JPS62100729A - Optical image element - Google Patents

Abstract

PURPOSE:To improve the contrast ratio of the output image of an optical image element by constituting said element of a composite insulating layer consisting of a single crystal plate and amorphous diamond films and transparent electrodes. CONSTITUTION:Thin films consisting of oxide such as silicon dioxide, zirconia, alumina or yttrium oxide are formed as protective films on the surfaces of the single crystal 1 and thereafter amorphous diamond films which are insulating layers 2,2' are deposited thereon. The transparent electrodes 3, 3' are provided on the surfaces of such thin films. The amorphous diamond films are formed by a plasma CVD method in gaseous methane flow. Since the substrate temp. is low in this case, the optically uniform films are obtd. without the oxygen deficiency on the surface of the single crystal by the dissipation of oxygen from bismuth silicon oxide which is the substrate or the generation of the exfoliation and cracking of the films by the difference in the coefft. of thermal expansion. Then contrast ratio of output image of the optical image element is thus improved.

Description

DETAILED DESCRIPTION OF THE INVENTION The present invention relates to an optical image device that performs incoherent-coherent conversion of images, temporary storage of images, etc. using a single crystal plate having an electro-optic effect and a photoconductive effect.

FIG. 1 is a diagram showing the structure of an optical image element. Single crystal plate 1
, an insulating layer 2.2', a transparent electrode 3.3' and a power source 4. The single crystal plate 1 is a single crystal having an electro-optical effect and a wavelength-dependent photoconductive effect, such as bismuth silicon oxide (BiuSiO2o) or bismuth germanium oxide (Bi+gGeO2o),
An electric field is applied via the insulating layer 2.2' by means of the transparent electrode 3.3'. 7 is a polarizer, and 9 is an analyzer. This optical image element is used, for example, to convert an image of incoherent light into an image of coherent light, or to temporarily store an image. For example, it operates as follows. .

When the voltage V of the power supply 4 is applied to the single crystal plate 1 and the insulating layer 2.2' by the transparent electrode 3.3', in a steady state, the thickness of the single crystal plate 1 and the insulating layer 2.2', respectively A constant potential distribution determined by the dielectric constant of is generated inside the optical image element. In this state, when an incoherent) 2 written image 5 of a wavelength at which the single crystal plate 1 exhibits a photoconductive effect is focused on the single crystal plate 1, a potential distribution corresponding to the written image 5 is formed in the irradiated area. . That is, due to the photoconductive effect of the single crystal plate 1, electron-hole pairs are generated according to the spatial light intensity distribution of the image, and these electron-hole pairs are connected to each transparent electrode 3.3 according to the polarity of each. ', and is trapped at the interface between the insulating layer 2.2' and the single crystal plate 1, forming a potential distribution.

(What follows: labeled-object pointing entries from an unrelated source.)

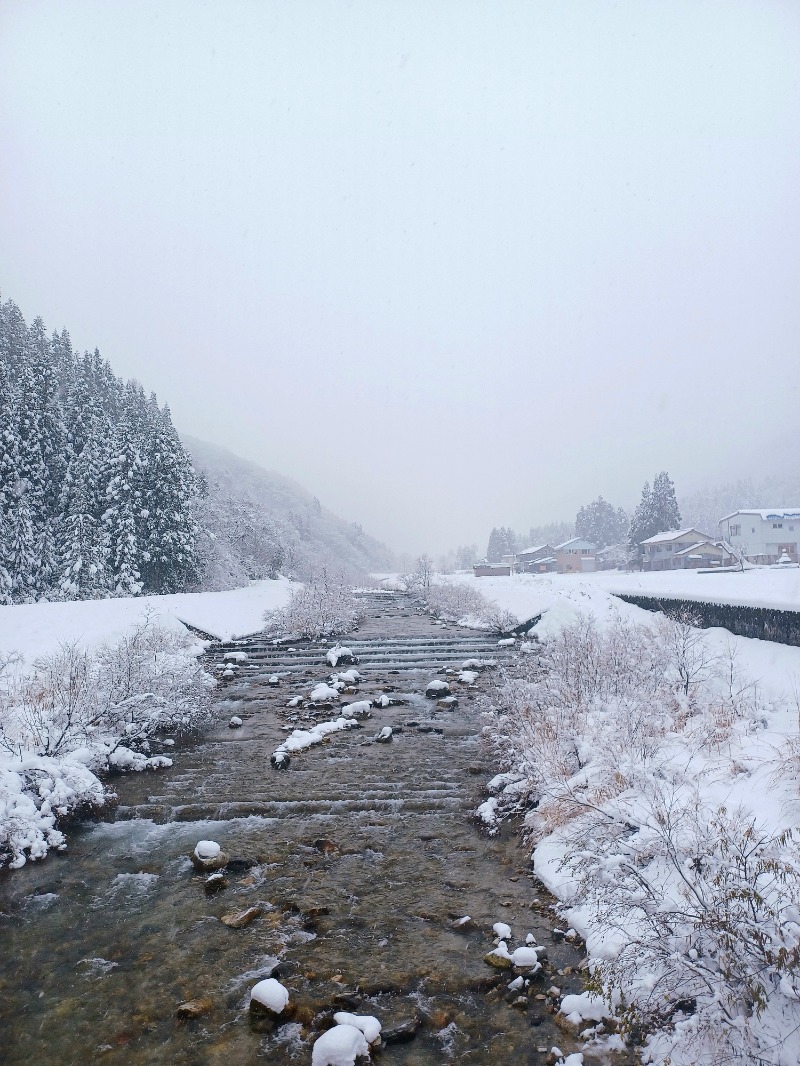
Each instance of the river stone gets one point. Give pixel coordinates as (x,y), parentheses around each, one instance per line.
(448,704)
(499,962)
(194,1008)
(242,918)
(326,846)
(402,1031)
(206,866)
(437,689)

Since the single crystal plate 1 has an electro-optical effect, its refractive index changes according to the above-mentioned potential distribution, and eventually a refractive index distribution corresponding to the written image 5 is formed.

When using the aforementioned bismuth silicon oxide as the pre-crystal plate 1, this crystal plate has a high resistance (approximately 101
7Ω·am), the aforementioned electron-hole pairs remain in a trapped state, and the written image 5 is accumulated in the optical image element.

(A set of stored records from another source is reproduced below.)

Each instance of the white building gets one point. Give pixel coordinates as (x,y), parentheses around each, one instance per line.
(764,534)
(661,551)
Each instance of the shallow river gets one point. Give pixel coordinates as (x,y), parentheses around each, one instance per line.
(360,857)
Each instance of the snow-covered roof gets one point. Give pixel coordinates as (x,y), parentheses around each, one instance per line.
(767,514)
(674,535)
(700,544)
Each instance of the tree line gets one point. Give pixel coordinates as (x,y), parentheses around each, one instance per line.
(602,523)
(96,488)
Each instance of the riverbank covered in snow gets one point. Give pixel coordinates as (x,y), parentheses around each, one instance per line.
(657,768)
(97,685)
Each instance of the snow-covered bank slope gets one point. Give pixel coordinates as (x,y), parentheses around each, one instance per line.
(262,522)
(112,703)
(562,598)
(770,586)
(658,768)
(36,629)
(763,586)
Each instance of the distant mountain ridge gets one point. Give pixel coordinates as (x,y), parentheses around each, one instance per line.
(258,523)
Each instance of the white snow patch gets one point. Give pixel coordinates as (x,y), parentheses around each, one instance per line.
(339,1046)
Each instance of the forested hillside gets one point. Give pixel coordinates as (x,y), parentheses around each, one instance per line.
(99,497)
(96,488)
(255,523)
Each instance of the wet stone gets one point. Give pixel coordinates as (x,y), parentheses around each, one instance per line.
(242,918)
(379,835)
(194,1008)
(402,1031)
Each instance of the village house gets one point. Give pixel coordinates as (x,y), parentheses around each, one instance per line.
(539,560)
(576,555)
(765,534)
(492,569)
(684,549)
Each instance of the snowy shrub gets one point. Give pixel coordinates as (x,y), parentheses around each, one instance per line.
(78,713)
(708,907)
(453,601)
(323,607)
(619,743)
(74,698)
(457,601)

After the written image 5 is formed and stored as a refractive index distribution on the single crystal plate l, coherent light of a wavelength that causes almost no photoconductive effect in the single crystal plate l is read out as read light 6, and is linearly polarized by a polarizer 7 to form a single When the light 8 is incident on the crystal plate 1, the light 8 transmitted through the single crystal plate 1 is subjected to an optical phase difference according to the refractive index distribution of the single crystal plate 1. Therefore, the output light 10 obtained by detecting the transmitted light 8 with the analyzer 9 becomes light having an optical intensity distribution again, and as a result, the incoherent written image is converted into a coherent image.

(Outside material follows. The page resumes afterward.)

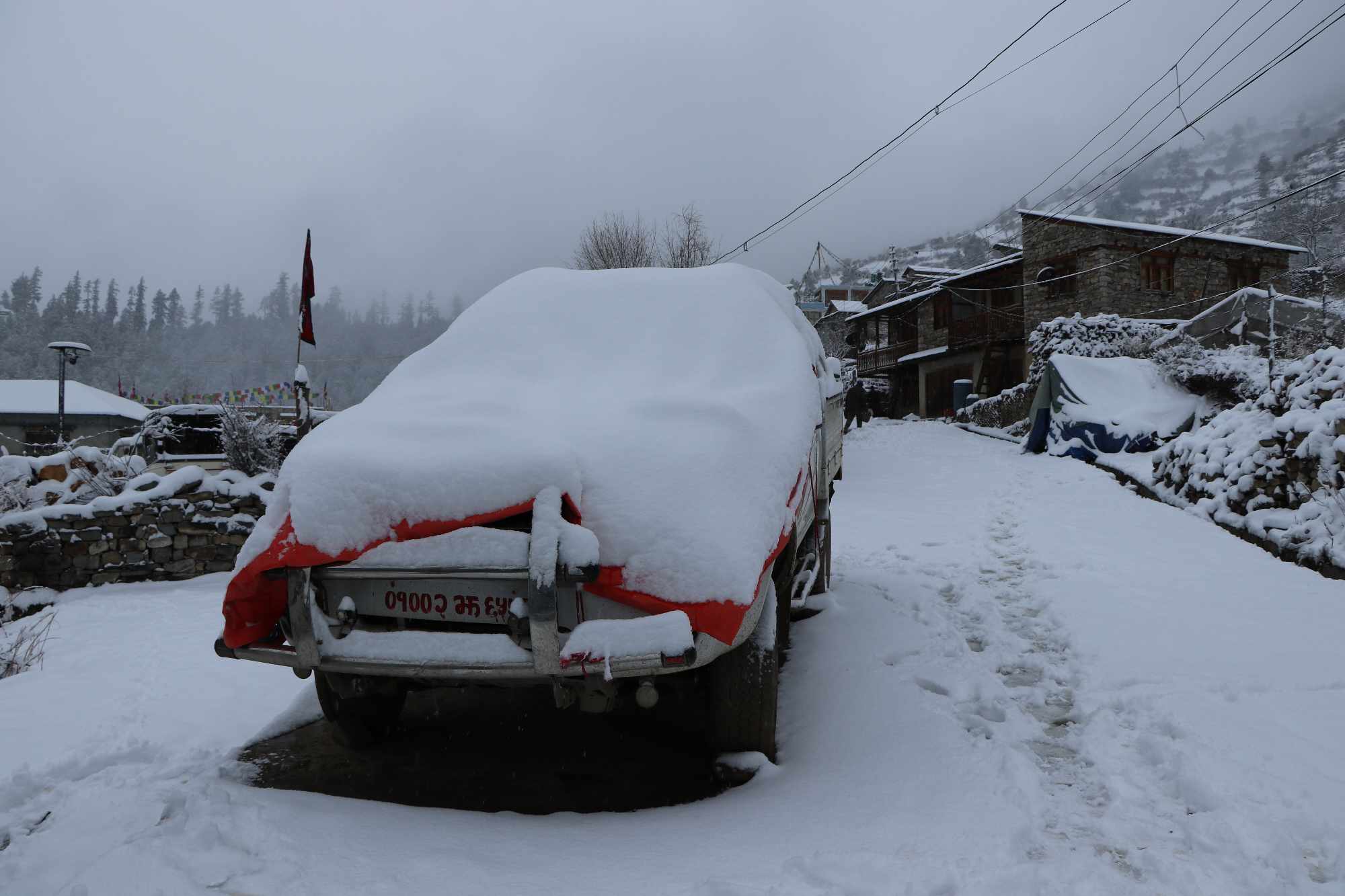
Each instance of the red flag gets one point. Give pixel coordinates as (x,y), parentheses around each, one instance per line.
(306,294)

In the optical image element, the insulating layer 2.2' is to prevent carriers generated inside the single crystal plate 1 from flowing out to the power source 4, so it needs to have a high insulation resistance value and also be transparent to light. Therefore, it is naturally required that the film be an optically homogeneous transparent thin film.

Therefore, the material for the insulating layer 2.2' must have a high insulation resistance value and be able to easily form an optically homogeneous transparent thin film. Furthermore, for the reasons described below, it is necessary that the breakdown voltage value and dielectric constant be large.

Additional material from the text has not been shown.